Step by step solution

01

Identify a Suitable Substitution

Notice that the expression involves \(x + \sqrt{1+x^2}\) and its derivative appears in the denominator. This suggests using a substitution. Let's set \(u = x + \sqrt{1+x^2}\).
02

Find the Derivative of the Substitution

Differentiating \(u\), we get \(\frac{du}{dx} = 1 + \frac{x}{\sqrt{1+x^2}} = \frac{\sqrt{1+x^2} + x}{\sqrt{1+x^2}}\). This simplifies to \(\frac{du}{dx} = \frac{x + \sqrt{1+x^2}}{\sqrt{1+x^2}}\), making \(dx = \frac{\sqrt{1+x^2}}{u} du\).
03

Express the Integrand in Terms of u

The original integrand is \(\frac{(x+\sqrt{1+x^2})^{15}}{\sqrt{1+x^2}}\).
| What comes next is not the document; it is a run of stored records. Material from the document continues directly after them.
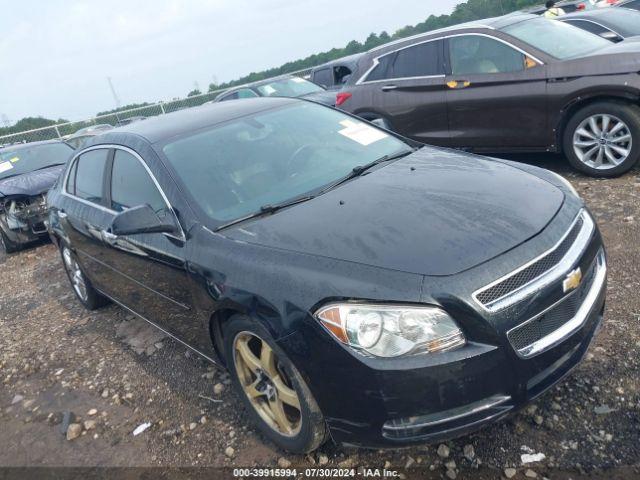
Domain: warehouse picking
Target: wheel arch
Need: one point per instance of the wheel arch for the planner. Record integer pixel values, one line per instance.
(216, 323)
(582, 101)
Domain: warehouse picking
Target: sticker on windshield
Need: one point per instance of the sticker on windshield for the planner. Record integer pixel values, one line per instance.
(361, 132)
(4, 166)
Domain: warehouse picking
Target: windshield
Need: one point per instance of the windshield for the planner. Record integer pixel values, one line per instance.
(288, 87)
(271, 157)
(16, 161)
(558, 39)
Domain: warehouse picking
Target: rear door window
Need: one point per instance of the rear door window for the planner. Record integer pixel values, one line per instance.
(231, 96)
(89, 176)
(478, 55)
(131, 184)
(421, 60)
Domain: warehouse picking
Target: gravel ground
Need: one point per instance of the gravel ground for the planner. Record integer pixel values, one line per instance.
(106, 373)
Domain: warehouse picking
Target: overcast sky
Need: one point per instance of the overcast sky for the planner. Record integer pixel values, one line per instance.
(56, 55)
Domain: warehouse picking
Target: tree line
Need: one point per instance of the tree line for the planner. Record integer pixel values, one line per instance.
(463, 12)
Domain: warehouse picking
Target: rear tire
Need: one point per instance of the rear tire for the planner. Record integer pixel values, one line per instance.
(603, 139)
(88, 296)
(270, 385)
(7, 245)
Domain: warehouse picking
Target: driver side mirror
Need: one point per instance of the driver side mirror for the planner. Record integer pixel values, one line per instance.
(143, 219)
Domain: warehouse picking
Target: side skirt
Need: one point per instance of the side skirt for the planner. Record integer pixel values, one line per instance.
(206, 357)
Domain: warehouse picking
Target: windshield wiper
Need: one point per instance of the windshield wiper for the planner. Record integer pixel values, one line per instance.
(361, 169)
(355, 172)
(266, 210)
(47, 166)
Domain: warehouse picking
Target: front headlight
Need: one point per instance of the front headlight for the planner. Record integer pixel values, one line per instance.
(391, 330)
(567, 184)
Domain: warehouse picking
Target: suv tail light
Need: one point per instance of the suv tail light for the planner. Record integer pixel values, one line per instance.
(342, 97)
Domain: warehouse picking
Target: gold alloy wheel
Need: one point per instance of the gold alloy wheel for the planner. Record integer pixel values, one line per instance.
(265, 383)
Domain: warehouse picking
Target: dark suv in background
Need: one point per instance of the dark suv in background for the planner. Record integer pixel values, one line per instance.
(333, 75)
(511, 84)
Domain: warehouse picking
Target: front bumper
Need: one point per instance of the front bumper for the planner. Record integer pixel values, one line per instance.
(375, 403)
(25, 231)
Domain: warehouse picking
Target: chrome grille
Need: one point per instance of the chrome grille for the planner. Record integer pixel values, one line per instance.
(540, 272)
(553, 318)
(533, 271)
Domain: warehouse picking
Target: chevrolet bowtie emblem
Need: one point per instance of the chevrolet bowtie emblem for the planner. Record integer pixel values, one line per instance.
(572, 280)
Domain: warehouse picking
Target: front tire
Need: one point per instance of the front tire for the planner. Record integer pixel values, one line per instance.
(90, 298)
(603, 139)
(7, 245)
(271, 388)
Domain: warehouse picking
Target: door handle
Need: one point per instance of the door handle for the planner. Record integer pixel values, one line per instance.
(109, 237)
(457, 84)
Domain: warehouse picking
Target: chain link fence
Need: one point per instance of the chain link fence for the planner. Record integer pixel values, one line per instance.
(64, 130)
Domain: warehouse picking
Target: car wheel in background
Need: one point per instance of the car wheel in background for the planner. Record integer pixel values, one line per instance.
(271, 388)
(6, 245)
(603, 139)
(90, 298)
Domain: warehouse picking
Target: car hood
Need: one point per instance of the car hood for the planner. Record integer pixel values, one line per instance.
(324, 97)
(32, 183)
(434, 212)
(623, 57)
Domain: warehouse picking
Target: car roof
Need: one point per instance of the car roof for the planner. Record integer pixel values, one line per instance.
(162, 127)
(600, 13)
(257, 83)
(495, 23)
(22, 146)
(607, 17)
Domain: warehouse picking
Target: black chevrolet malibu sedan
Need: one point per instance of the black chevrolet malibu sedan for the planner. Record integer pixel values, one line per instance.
(354, 284)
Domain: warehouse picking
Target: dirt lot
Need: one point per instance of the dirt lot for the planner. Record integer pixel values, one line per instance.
(110, 373)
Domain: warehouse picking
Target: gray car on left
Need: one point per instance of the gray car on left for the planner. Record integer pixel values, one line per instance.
(27, 172)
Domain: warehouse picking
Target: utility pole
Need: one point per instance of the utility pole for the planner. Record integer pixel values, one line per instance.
(113, 91)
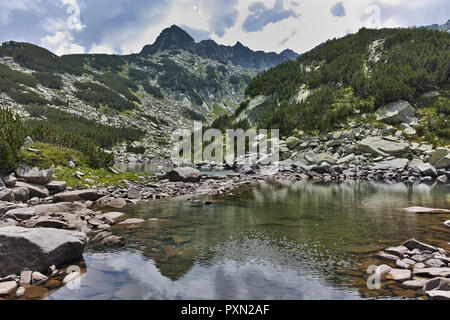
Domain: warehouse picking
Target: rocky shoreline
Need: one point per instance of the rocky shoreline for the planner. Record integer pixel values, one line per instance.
(418, 267)
(29, 210)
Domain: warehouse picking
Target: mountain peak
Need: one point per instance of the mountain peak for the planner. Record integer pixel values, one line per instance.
(170, 38)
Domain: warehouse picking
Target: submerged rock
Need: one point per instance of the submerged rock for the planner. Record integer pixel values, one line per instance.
(38, 249)
(185, 174)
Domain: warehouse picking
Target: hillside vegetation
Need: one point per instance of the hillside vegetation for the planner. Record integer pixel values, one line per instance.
(358, 73)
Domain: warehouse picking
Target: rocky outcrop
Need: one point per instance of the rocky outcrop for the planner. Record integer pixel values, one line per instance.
(382, 147)
(396, 113)
(78, 195)
(422, 266)
(35, 190)
(185, 174)
(35, 175)
(38, 249)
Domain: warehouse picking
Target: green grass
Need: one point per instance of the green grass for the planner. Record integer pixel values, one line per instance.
(49, 155)
(102, 177)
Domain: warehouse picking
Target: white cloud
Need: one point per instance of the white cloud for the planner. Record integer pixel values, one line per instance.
(125, 26)
(62, 43)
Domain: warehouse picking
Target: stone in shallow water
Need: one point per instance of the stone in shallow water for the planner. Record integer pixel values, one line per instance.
(399, 274)
(432, 272)
(37, 249)
(6, 288)
(415, 283)
(132, 221)
(425, 210)
(412, 244)
(388, 256)
(435, 263)
(398, 251)
(438, 288)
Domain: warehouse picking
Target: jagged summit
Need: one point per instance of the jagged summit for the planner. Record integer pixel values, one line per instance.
(170, 38)
(175, 37)
(442, 27)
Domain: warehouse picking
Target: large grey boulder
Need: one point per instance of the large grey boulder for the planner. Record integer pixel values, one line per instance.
(34, 174)
(382, 147)
(437, 155)
(21, 194)
(57, 186)
(43, 209)
(78, 195)
(185, 174)
(10, 181)
(438, 288)
(35, 190)
(6, 195)
(38, 249)
(292, 142)
(396, 113)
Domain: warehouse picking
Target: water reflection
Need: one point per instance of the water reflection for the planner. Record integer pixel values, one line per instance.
(272, 240)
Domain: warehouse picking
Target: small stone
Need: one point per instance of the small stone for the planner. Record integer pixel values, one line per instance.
(398, 251)
(388, 256)
(70, 277)
(6, 288)
(118, 203)
(38, 278)
(25, 277)
(435, 263)
(415, 283)
(402, 264)
(418, 258)
(132, 221)
(20, 292)
(399, 275)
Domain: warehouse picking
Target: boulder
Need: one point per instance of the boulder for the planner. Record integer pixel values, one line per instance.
(78, 195)
(399, 275)
(118, 203)
(185, 174)
(292, 142)
(426, 170)
(6, 195)
(43, 209)
(132, 221)
(28, 142)
(10, 181)
(412, 244)
(34, 174)
(111, 215)
(438, 288)
(21, 194)
(38, 249)
(320, 158)
(443, 163)
(58, 186)
(396, 113)
(8, 287)
(34, 189)
(432, 272)
(382, 147)
(438, 154)
(347, 159)
(426, 210)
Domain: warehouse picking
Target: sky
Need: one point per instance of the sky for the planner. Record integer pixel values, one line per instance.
(125, 26)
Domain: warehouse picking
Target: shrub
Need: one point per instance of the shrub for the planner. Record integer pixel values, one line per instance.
(12, 136)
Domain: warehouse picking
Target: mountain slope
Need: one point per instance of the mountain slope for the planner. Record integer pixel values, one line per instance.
(161, 89)
(442, 27)
(176, 38)
(355, 74)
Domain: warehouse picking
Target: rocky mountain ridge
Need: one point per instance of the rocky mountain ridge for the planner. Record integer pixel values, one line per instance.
(155, 93)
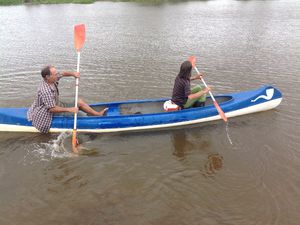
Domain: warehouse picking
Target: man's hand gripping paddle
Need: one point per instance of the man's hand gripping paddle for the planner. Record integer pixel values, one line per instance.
(79, 38)
(192, 59)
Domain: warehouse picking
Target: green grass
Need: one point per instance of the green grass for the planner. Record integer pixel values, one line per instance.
(18, 2)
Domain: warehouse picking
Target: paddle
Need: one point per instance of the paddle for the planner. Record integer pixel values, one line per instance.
(192, 59)
(79, 37)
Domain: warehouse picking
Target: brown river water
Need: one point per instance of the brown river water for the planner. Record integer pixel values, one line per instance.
(244, 174)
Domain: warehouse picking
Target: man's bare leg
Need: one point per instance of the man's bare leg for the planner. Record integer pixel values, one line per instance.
(86, 108)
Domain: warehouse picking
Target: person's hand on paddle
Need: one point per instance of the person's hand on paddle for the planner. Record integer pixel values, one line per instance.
(197, 77)
(73, 109)
(76, 74)
(207, 89)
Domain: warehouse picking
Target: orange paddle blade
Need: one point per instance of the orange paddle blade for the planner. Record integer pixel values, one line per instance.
(79, 36)
(192, 60)
(221, 113)
(74, 142)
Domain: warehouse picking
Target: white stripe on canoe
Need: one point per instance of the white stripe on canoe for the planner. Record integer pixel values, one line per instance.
(252, 109)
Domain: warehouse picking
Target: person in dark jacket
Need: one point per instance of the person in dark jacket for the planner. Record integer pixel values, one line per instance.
(183, 95)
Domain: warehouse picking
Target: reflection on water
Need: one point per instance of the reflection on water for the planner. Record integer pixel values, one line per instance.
(214, 163)
(132, 51)
(182, 147)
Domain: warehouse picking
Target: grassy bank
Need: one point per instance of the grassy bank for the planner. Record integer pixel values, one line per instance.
(20, 2)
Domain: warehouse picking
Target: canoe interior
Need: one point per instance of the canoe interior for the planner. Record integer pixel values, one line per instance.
(151, 107)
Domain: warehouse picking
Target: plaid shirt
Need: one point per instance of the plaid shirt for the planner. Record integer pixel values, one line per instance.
(39, 113)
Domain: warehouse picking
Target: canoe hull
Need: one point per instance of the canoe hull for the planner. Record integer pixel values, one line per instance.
(120, 120)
Substitute \(u\) for \(x+\sqrt{1+x^2}\) to get \(\frac{u^{15}}{u} = u^{14}\).
04

Transform the Integral to a Simpler Form

Using the substitution and expression derived, the integral becomes \(\int u^{14} du\), since \(dx\) terms cancel out.
05

Integrate the Simplified Expression

Compute the integral \(\int u^{14} du = \frac{u^{15}}{15} + C\), where \(C\) is the constant of integration.
06

Substitute Back to Original Variable

Replace \(u\) with the original expression \(x + \sqrt{1+x^2}\) to obtain the final result: \(\frac{(x+\sqrt{1+x^2})^{15}}{15} + C\).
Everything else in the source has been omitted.